Il faut être de bien mauvaise foi pour ne pas comprendre l'ampleur des révélations faites toute la journée de mardi par le chef de l'Unité anticollusion Jacques Duchesneau. Ses propos ont été précis (combien de firmes se livrent au stratagème des élections clés en main? une dizaine), imagés (des valises pleines d'argent à blanchir qui circulent le vendredi au centre-ville), pédagogiques (fabuleux organigramme d'entreprises déployé pour nous montrer qu'il n'est pas facile d'en trouver le véritable propriétaire)...
M. Duchesneau, au terme de sa comparution, l'a qualifiée de «prise de conscience collective». À dire vrai, ce sont les médias qui ont d'abord parti le bal, et ont fait jouer la musique sans relâche depuis des mois. Mais les médias n'ont pas, en ces matières, l'autorité d'un ancien chef de police, et M. Duchesneau sait en imposer. Impossible, après avoir lu son rapport et l'avoir entendu pendant cinq heures, de ne pas conclure qu'il faut attaquer le problème de front, ouvertement, par une commission d'enquête dont les modalités doivent être définies, mais dont l'essence doit être publique.

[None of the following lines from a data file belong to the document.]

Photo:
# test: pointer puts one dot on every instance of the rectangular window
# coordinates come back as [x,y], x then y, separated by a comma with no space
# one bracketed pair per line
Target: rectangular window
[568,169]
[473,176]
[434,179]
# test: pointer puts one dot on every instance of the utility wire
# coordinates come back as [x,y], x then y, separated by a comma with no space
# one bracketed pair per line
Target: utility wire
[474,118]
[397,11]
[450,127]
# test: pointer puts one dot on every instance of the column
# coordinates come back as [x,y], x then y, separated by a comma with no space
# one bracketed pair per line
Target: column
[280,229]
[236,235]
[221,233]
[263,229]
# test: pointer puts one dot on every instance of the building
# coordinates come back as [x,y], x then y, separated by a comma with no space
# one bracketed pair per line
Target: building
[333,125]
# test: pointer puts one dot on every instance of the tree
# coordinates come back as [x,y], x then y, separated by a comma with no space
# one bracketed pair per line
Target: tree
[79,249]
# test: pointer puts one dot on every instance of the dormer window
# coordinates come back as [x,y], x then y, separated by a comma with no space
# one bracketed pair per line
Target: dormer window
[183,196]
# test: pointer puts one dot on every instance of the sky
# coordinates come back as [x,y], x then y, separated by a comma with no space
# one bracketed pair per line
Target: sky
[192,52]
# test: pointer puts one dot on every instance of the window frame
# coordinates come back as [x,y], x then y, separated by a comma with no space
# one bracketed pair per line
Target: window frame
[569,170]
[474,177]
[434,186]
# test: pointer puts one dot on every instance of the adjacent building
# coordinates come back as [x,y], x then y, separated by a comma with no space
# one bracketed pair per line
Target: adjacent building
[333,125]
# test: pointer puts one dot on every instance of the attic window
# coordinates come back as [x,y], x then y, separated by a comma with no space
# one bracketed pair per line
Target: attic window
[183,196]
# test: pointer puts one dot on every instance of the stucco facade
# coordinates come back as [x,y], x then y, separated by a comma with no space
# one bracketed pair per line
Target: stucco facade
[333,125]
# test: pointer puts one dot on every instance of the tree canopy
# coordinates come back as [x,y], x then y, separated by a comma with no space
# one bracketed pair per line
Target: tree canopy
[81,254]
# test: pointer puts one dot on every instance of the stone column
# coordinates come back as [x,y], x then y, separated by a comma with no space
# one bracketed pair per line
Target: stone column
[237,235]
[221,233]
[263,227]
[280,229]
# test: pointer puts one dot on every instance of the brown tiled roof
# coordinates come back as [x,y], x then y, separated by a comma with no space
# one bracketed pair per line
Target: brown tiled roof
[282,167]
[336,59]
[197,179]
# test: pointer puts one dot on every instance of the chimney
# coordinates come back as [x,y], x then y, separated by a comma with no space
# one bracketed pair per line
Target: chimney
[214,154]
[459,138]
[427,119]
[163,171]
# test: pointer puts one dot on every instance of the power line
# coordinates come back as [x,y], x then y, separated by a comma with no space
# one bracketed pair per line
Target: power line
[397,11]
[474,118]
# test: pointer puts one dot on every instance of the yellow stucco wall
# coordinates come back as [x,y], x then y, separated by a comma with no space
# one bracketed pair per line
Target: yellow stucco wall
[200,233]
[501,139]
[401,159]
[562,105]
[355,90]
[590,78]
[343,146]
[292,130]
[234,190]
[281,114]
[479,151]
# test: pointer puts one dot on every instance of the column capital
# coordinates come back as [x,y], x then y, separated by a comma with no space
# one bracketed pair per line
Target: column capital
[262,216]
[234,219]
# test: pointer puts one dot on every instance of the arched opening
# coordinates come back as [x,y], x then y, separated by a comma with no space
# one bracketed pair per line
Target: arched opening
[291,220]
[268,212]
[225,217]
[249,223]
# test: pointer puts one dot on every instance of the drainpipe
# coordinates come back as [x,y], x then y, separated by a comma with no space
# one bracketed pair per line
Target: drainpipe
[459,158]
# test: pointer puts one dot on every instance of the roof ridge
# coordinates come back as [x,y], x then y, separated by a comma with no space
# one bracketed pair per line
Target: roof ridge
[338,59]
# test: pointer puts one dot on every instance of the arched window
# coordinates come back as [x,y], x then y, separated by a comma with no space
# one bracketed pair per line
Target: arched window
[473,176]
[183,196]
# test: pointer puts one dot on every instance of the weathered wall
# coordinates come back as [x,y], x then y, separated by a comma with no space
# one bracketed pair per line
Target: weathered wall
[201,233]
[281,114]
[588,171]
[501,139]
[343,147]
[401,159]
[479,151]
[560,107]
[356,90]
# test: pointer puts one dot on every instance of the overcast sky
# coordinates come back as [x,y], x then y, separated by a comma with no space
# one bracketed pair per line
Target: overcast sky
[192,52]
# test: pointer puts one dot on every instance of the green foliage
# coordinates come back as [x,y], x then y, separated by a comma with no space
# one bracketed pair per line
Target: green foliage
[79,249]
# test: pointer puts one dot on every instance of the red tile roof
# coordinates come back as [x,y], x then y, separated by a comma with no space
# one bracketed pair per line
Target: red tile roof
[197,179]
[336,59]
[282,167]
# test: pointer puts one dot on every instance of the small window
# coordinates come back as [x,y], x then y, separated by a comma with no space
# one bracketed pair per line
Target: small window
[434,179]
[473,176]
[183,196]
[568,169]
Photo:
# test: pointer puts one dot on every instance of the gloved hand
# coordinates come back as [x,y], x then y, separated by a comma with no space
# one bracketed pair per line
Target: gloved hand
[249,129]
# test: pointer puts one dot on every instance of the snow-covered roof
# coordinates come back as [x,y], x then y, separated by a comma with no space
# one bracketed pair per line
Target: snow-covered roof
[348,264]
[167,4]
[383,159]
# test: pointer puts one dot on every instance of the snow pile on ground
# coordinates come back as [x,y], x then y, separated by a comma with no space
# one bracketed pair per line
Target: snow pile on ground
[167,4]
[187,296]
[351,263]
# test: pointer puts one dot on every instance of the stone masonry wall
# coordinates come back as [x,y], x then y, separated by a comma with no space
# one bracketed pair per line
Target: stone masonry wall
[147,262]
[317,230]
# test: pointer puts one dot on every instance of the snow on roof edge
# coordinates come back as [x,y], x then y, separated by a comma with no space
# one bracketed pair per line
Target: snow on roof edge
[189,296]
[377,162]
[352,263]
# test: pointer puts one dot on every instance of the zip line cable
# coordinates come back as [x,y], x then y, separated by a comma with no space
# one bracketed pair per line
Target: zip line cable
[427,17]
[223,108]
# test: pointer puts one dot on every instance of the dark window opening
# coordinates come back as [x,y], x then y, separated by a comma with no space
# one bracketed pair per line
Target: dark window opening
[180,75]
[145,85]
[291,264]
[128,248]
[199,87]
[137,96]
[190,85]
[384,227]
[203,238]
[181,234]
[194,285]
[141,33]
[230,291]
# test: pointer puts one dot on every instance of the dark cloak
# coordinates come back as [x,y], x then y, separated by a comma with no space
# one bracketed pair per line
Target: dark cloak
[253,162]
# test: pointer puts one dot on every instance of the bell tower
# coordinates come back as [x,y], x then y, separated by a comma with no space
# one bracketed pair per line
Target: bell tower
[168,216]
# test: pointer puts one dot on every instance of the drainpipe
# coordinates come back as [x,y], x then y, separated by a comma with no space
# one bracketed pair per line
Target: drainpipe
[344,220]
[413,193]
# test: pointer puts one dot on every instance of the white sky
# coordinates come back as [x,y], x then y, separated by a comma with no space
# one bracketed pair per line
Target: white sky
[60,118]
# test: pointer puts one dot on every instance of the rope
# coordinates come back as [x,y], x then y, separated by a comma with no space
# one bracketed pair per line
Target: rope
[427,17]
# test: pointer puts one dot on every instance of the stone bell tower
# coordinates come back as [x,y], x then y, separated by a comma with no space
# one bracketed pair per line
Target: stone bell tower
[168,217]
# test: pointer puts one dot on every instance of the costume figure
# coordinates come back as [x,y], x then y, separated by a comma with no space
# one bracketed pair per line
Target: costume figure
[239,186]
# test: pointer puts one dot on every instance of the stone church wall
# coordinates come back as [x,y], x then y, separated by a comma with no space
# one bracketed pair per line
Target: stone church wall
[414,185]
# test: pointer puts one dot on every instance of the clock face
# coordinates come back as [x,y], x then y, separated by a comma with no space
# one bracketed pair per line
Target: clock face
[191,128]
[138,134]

Le premier ministre Charest, et ses ministres dans la foulée, tentent d'échapper à cet implacable constat, comme on l'a entendu hier à l'Assemblée nationale. Le gouvernement s'est même trouvé un nouveau mantra: trois principes qui vont guider sa réflexion sur la suite à donner aux propositions de M. Duchesneau. Le problème, c'est que ces principes l'enferment dans une logique d'intervention judiciaire, pour ne pas dire criminelle, alors que les explications données par le chef de l'UAC couvrent beaucoup plus large, et sont plus subtiles.
Par exemple, il est vrai que M. Duchesneau a affirmé mardi que l'implication des politiciens dans l'octroi des contrats se voit au niveau municipal — explication qui a eu l'heur de plaire dans le camp libéral, qui s'en est allègrement servi. Sauf que M. Duchesneau a aussi précisé qu'au provincial, son équipe n'avait «pas vu de lien direct» entre l'octroi de contrats et les politiciens. La nuance est importante. Les liens indirects sont possibles: ce n'est pas du ressort de la police, mais peut relever de la bonne gestion des fonds publics.

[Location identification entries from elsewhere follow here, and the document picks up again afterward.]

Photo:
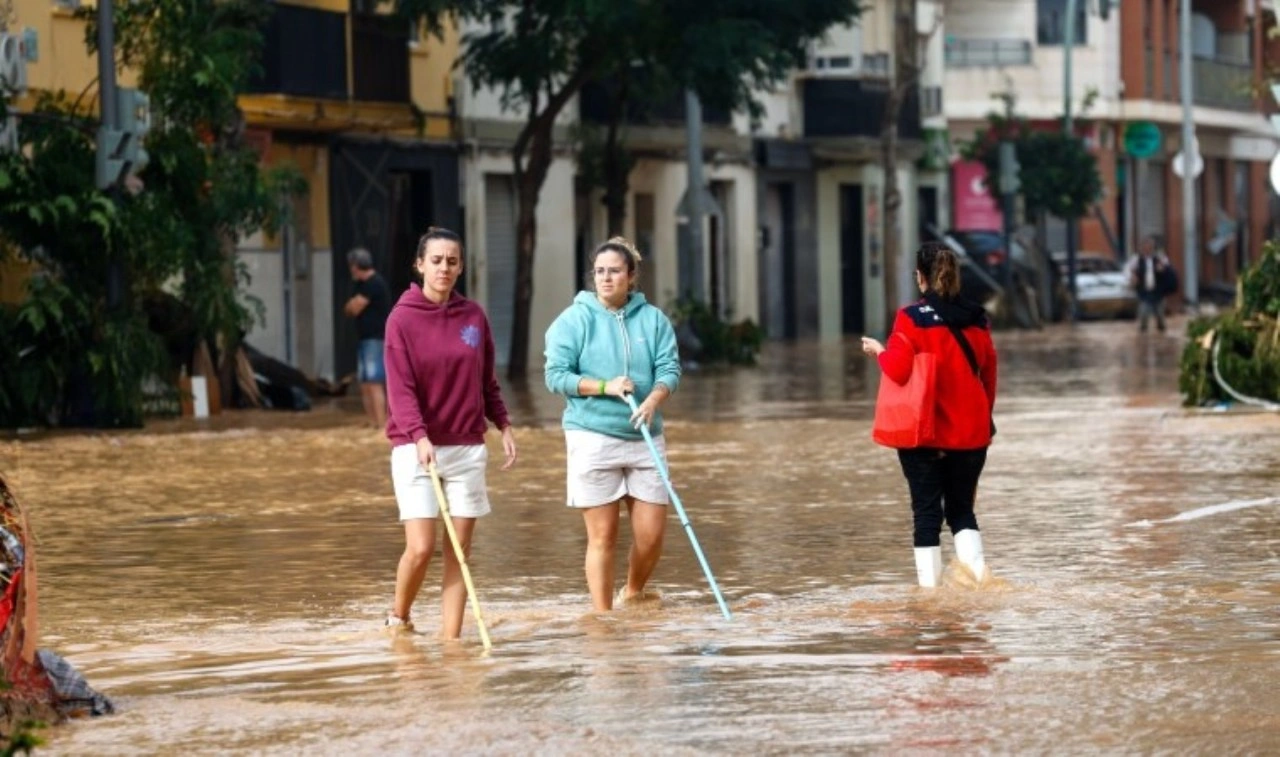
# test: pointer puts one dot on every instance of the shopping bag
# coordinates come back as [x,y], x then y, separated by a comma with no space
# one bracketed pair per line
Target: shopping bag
[904,413]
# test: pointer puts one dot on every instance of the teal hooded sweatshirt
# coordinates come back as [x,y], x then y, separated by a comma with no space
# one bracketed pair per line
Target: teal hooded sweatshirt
[590,341]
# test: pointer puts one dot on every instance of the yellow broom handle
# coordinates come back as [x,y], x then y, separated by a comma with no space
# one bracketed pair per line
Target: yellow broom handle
[462,557]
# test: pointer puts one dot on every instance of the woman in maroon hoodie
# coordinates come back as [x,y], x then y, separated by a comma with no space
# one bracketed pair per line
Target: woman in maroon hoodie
[944,477]
[440,393]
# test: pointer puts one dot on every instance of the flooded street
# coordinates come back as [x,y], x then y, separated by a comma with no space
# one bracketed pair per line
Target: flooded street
[225,584]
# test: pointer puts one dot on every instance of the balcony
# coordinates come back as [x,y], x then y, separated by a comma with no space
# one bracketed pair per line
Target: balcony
[976,53]
[379,68]
[305,55]
[1216,82]
[595,100]
[855,108]
[1223,83]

Le gouvernement, en fait, a choisi de découper le témoignage et le rapport du chef de l'UAC en petits morceaux, ne retenant que ce qui lui convient. Ne voit-il donc pas toutes les bouées de sauvetage que M. Duchesneau, fort habilement, lui lance? Hier, en entrevue, celui-ci se disait ainsi convaincu de la volonté d'agir du premier ministre, prêt aussi à donner «la chance au coureur» au nouveau ministre des Transports, Pierre Moreau. Mais il maintient aussi la nécessité d'une enquête, et la population est entièrement derrière lui. Fort de son analyse, le gouvernement pourrait donc encore agir sans (trop) perdre la face. Une telle occasion ne se présentera plus beaucoup.